Wednesday Sunny, with a high near 35. Wind chill values between 10 and 20. Northwest wind 10 to 15 mph, with gusts as high as 25 mph.
Wednesday Night Mostly clear, with a low around 29. Northwest wind 5 to 9 mph becoming light and variable after midnight.
...cold enough that you're going to have to start watching for ice in the mornings.
Not to mention hardware in the bike lane:
Thanks Laura for alerting us. Your Neighborhood Coordination Officers Conley & Durney found a few more screws & disposed of them. #BikeNYC— NYPD 19th Precinct (@NYPD19Pct) November 12, 2019
We will make a notification to @nyc311 & @NYCSanitation for special attention to that corner for sweeping. 🧹 #UpperEastSide #UES https://t.co/bu7KrywwJe pic.twitter.com/XuZeArZvRL
As if you didn't have enough to worry about:
The crash occurred on a dangerous stretch of Greenpoint Avenue just south of the Long Island Expressway. Cyclists have long complained about the northbound stretch of Greenpoint between the Greenpoint Avenue Bridge and the LIE because drivers often speed on the narrow roadway, which widens near Calvary Cemetery to accommodate two lanes of cars — with a painted bike lane in between them.
And yes, tabloid readers are allowed to feel compassion for the victim because he was wearing a helmet:
The biker, who is wearing a helmet, continues to howl in agony as the other person tells him not to move and that he is calling 911.
Yet the driver hit the cyclist anyway, go figure.
Of course these are just the incidents that get caught on video. Who's do say how many crashes go unaccounted for because the NYPD didn't want to write them up?
I was hit by a car whilst cycling Saturday night. Driver remained on scene for the cops to arrive. Cops shake the hands of the driver, then decline to write a report because they “didn’t see it happen”.— im a reaction (@reality_tourist) November 12, 2019
Explains why NYC’s stats are completely inaccurate. #bikenyc
In any case you can add this stretch of road to the many that need to be reworked under the Streets Master Plan--along with most of Staten Island:
While it’s likely that the majority of those 250 miles will be installed in other boroughs, members of the local cycling community believe there are numerous locations on Staten Island that would benefit greatly from the installation of protected bike lanes.
Though this post would have it that New Yorkers aren't interested in bike lanes at all:
Those who search for homes on Localize.city can filter through listings not just by neighborhoods but based on their actual priorities, including things like having a sunny home, being close to a dog run, or living in a highly rated school district.

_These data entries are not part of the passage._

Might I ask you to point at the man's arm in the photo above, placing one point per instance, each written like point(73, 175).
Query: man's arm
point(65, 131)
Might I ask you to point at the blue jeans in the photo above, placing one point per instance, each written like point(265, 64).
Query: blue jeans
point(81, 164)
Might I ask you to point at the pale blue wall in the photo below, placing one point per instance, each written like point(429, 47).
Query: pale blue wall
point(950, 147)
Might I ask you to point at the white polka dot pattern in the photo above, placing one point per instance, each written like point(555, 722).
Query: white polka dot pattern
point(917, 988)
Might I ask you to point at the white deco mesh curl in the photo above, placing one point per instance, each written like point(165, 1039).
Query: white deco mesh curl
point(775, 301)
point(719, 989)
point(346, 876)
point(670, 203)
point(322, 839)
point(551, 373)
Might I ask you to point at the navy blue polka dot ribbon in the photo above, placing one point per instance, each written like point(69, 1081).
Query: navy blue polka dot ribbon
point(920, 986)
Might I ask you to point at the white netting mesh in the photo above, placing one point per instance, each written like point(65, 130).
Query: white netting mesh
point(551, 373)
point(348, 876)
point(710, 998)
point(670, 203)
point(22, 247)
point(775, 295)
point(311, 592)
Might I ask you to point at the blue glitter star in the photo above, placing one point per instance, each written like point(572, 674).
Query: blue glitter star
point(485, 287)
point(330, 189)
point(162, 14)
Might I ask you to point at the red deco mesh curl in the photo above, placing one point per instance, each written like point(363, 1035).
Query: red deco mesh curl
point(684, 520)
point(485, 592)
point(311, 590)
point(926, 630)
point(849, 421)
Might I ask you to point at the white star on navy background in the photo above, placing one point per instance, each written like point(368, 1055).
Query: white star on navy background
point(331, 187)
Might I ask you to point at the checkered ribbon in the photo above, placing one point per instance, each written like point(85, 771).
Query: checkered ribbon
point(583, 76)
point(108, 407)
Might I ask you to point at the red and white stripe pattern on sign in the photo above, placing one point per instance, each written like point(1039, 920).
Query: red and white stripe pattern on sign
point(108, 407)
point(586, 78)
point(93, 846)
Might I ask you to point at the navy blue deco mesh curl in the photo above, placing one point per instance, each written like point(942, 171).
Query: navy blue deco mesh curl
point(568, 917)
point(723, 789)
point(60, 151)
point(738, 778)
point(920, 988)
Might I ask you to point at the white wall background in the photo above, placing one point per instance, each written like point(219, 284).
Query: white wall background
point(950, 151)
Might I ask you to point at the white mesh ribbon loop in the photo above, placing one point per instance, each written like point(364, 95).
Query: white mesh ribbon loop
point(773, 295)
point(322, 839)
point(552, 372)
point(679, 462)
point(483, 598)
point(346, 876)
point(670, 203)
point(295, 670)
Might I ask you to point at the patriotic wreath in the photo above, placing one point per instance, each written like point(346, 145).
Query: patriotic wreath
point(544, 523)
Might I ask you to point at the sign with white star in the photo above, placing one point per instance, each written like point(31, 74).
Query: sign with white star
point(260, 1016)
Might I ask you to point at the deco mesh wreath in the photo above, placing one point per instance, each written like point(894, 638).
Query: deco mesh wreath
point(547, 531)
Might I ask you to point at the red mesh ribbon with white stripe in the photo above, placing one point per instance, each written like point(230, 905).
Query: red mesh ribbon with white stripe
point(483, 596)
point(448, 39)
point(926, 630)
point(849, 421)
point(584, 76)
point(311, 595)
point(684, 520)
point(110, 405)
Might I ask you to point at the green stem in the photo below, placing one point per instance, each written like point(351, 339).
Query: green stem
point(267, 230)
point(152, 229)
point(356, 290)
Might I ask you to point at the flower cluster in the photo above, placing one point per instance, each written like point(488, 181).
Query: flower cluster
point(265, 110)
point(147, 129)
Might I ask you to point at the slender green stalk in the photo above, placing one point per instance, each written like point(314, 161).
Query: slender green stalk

The platform’s data analysts reviewed more than 500,000 searches and found that just 13 percent of users sought homes in “bike-friendly” areas with infrastructure to support two wheelers. If you break that down into renters versus buyers, 11 percent and 18 percent, respectively, searched for homes in bike-friendly neighborhoods.
Of those who selected a preference for a mode of transportation, biking came in last at a mere 2 percent of users. Public transit dominated with 71 percent of searchers, followed by cars at 17 percent and walking at 11 percent. Regardless of whether users aimed to rent or buy, biking to work was a similarly low priority. To put that into perspective, just over 7 percent of New York’s households are millionaires, meaning you are three times as likely to bump into a millionaire on the street than you are to a bike commuter.
Drawing such a conclusion from home searches conducted on a single website seems like a bit of a stretch.
Plus, while you may be more likely to bump into a millionaire, anybody who's ever been to a community board meeting knows you're a thousand times more likely to be almost hit by a cyclist.
Alas, what the post fails to mention is that sharrows are the Juliet balcony of infrastructure.
But while it's debatable how much money homebuyers are willing to shell out for bike lanes, it's quite clear the Trump Administration isn't willing to spend any money on bike infrastructure at all:
The Trump Administration announced $900 million in transportation grants today. Here's a snapshot from Transportation Weekly Express, comparing Obama administration multi-modal grants to Trump administration. pic.twitter.com/HeQkxl7mYB— Rachel Swan (@rachelswan) November 12, 2019
In communities across America looking to fund new projects they're now slightly more likely to get a runway than a bike lane.